David has some amazing books including: Little, The Hiawatha, and Rez Life. http://www.davidtreuer.com/
Ofeila has one of my favorite books of poetry Where Clouds are Formed, The University of Arizona Press.
Debbie Reese says
Naomi–Right. I’m embarrassed. Ofelia should be on it. I’ve listed/recommended her work on my site for years. I especially like OCEAN POWER (http://americanindiansinchildrensliterature.blogspot.com/2008/07/ofelia-zepedas-ocean-power.html)
I’m haven’t read any of David Treuer’s books. Anton Treuer’s EVERYTHING YOU WANTED TO KNOW ABOUT INDIANS BUT WERE AFRAID TO ASK is terrific (http://birchbarkbooks.com/all-online-titles/everything-you-wanted-to-know-about-indians-but-were-afraid-to-ask)

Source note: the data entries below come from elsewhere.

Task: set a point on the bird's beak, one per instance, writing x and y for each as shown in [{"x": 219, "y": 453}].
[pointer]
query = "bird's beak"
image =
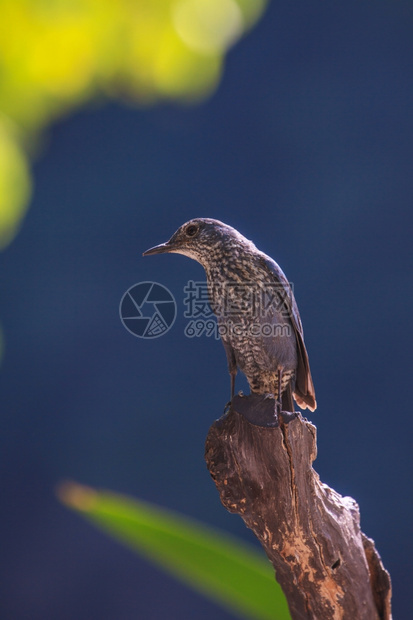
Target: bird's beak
[{"x": 163, "y": 248}]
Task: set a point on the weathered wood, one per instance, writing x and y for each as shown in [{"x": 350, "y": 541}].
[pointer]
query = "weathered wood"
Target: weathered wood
[{"x": 325, "y": 565}]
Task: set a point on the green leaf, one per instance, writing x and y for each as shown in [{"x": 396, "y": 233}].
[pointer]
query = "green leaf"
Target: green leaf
[{"x": 228, "y": 571}]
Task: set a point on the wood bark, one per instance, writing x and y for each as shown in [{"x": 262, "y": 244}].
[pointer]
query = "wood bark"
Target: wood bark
[{"x": 327, "y": 568}]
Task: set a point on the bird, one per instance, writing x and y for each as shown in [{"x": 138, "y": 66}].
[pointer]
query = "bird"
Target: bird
[{"x": 257, "y": 315}]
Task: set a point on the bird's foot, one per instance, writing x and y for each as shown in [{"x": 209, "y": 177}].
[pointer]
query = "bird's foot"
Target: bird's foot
[{"x": 227, "y": 406}]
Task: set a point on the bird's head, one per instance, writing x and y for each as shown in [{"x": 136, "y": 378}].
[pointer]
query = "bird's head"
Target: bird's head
[{"x": 202, "y": 239}]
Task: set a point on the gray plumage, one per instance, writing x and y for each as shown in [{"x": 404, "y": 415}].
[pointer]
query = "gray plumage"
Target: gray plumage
[{"x": 258, "y": 318}]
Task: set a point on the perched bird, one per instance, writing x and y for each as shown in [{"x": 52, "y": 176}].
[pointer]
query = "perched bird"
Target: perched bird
[{"x": 258, "y": 318}]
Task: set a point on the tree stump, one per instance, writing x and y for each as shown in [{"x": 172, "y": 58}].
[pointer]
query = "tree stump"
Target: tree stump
[{"x": 326, "y": 566}]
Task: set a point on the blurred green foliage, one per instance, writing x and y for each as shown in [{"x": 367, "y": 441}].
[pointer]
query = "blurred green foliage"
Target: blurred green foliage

I know I’ll have many “oh dear” moments as the list circulates more broadly. I think we knew that we were going to have those moments, and that’s why we made sure to call it a work-in-progress.
Debbie Reese says
Adding a bit of wonderful news to the discussion thread:
Teresa Runnels was selected as one of LJ’s “Movers and Shakers” for 2014!
http://lj.libraryjournal.com/2014/03/people/movers-shakers-2014/teresa-runnels-movers-shakers-2014-advocates/#comment-185353
She is the person who created the READ poster, in several different Native languages, that people can download and use in their libraries. See here for more information: http://guides.tulsalibrary.org/airc
Jill Shepard Erickson says
Excellent but surprised to not see works by Charles Eastman and Luther Standing Bear who wrote so beautifully of the point of transition from their original culture to education into the mainstream culture.